> after using it for months you get a ‘feel’ for what kind of mistakes it makes

Sure, go ahead and bet your entire operation on your intuition of how a non-deterministic, constantly changing black box of software "behaves". Don't see how that could backfire.

▲

sixhobbits 5 hours ago | parent | next [-]

not betting my entire operation - if the only thing stopping a bad 'deploy' command destroying your entire operation is that you don't trust the agent to run it, then you have worse problems than too much trust in agents.

I similarly use my 'intuition' (i.e. evidence-based previous experiences) to decide what people in my team can have access to what services.

	▲	supernes 5 hours ago \| parent [-]
		I'm not saying intuition has no place in decision making, but I do take issue with saying it applies equally to human colleagues and autonomous agents. It would be just as unreliable if people on your team displayed random regressions in their capabilities on a month to month basis.

▲

otabdeveloper4 3 hours ago | parent | prev | next [-]

What, you don't trust the vibes? Are you some sort of luddite?

Anyways, try a point release upgrade of a SOTA model, you're probably holding it wrong.

▲

perching_aix 5 hours ago | parent | prev | next [-]

So like every software? Why do you think there are so many security scanners and whatnot out there?

There are millions of lines of code running on a typical box. Unless you're in embedded, you have no real idea what you're running.

▲

danaris 2 hours ago | parent | next [-]

...No, it's not at all "like every software".
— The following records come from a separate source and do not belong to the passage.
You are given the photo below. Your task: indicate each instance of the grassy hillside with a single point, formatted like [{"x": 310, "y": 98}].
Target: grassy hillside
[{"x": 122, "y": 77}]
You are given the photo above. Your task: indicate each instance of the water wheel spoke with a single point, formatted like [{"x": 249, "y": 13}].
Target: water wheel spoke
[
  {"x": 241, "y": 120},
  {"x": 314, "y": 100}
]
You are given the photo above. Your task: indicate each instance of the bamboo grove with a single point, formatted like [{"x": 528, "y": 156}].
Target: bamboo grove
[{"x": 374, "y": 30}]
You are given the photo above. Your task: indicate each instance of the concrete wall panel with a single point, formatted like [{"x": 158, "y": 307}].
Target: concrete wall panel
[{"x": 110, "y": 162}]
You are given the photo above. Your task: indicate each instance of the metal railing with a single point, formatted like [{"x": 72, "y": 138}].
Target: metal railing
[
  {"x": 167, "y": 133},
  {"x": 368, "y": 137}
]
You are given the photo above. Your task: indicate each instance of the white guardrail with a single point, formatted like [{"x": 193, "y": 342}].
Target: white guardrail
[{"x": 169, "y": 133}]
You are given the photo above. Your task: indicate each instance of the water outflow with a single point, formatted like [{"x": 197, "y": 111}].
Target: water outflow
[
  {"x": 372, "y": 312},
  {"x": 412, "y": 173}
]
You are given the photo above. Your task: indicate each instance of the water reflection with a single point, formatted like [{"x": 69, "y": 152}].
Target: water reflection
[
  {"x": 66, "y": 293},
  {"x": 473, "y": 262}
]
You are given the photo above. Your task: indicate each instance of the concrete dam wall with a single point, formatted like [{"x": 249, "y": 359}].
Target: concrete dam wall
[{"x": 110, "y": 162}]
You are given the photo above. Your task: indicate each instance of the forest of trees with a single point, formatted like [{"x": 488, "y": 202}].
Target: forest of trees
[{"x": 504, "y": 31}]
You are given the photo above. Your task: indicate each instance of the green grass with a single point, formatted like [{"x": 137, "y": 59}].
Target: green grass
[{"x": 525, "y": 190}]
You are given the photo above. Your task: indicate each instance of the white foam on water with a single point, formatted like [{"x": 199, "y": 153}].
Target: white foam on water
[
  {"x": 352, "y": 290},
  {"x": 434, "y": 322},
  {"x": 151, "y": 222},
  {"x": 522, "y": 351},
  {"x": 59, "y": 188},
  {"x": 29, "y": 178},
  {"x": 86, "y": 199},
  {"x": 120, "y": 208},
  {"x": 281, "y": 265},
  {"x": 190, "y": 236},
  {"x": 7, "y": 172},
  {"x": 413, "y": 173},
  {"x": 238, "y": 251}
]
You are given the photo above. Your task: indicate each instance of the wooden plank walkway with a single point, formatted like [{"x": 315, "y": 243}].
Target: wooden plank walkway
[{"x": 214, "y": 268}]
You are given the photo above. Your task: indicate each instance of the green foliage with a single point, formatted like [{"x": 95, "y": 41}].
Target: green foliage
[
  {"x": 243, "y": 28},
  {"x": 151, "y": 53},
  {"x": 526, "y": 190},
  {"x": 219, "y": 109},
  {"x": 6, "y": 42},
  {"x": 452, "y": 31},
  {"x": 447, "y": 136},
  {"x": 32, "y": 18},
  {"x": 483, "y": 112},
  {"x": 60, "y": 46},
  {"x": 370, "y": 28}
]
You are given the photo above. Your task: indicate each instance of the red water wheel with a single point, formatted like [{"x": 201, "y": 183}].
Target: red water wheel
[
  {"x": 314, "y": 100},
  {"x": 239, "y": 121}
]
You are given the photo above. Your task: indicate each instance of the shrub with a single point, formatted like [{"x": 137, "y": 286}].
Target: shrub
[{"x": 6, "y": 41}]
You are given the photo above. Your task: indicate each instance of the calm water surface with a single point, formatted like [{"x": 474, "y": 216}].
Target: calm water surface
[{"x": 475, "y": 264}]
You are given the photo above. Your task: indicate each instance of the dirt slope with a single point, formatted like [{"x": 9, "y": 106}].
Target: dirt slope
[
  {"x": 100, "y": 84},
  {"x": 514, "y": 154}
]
This seems like another instance of a problem I see so, so often in regard to LLMs: people observe the fact that LLMs are fundamentally nondeterministic, in ways that are not possible to truly predict or learn in any long-term way...and they equate that, mistakenly, to the fact that humans, other software, what have you sometimes make mistakes. In ways that are generally understandable, predictable, and remediable.

Just because I don't know what's in every piece of software I'm running doesn't mean it's all equally unreliable, nor that it's unreliable in the same way that LLM output is.

That's like saying just because the weather forecast sometimes gets it wrong, meteorologists are complete bullshit and there's no use in looking at the forecast at all.

	▲	orbital-decay an hour ago \| parent [-]
		>That's like saying just because the weather forecast sometimes gets it wrong, meteorologists are complete bullshit and there's no use in looking at the forecast at all. Are you really not seeing that GP is saying exactly this about LLMs? What you want for this to be practical is verification and low enough error rate. Same as in any human-driven development process.

▲

johnisgood 3 hours ago | parent | prev [-]

[dead]

▲

vanviegen 5 hours ago | parent | prev [-]

> bet your entire operation

What straw man is doing that?

	▲	supernes 5 hours ago \| parent \| next [-]
		Reports of people losing data and other resources due to unintended actions from autonomous agents come out practically every week. I don't think it's dishonest to say that could have catastrophic impact on the product/service they're developing.
	▲	KaiserPro 5 hours ago \| parent \| prev [-]
		looking at the reddit forum, enough people to make interesting forum posts.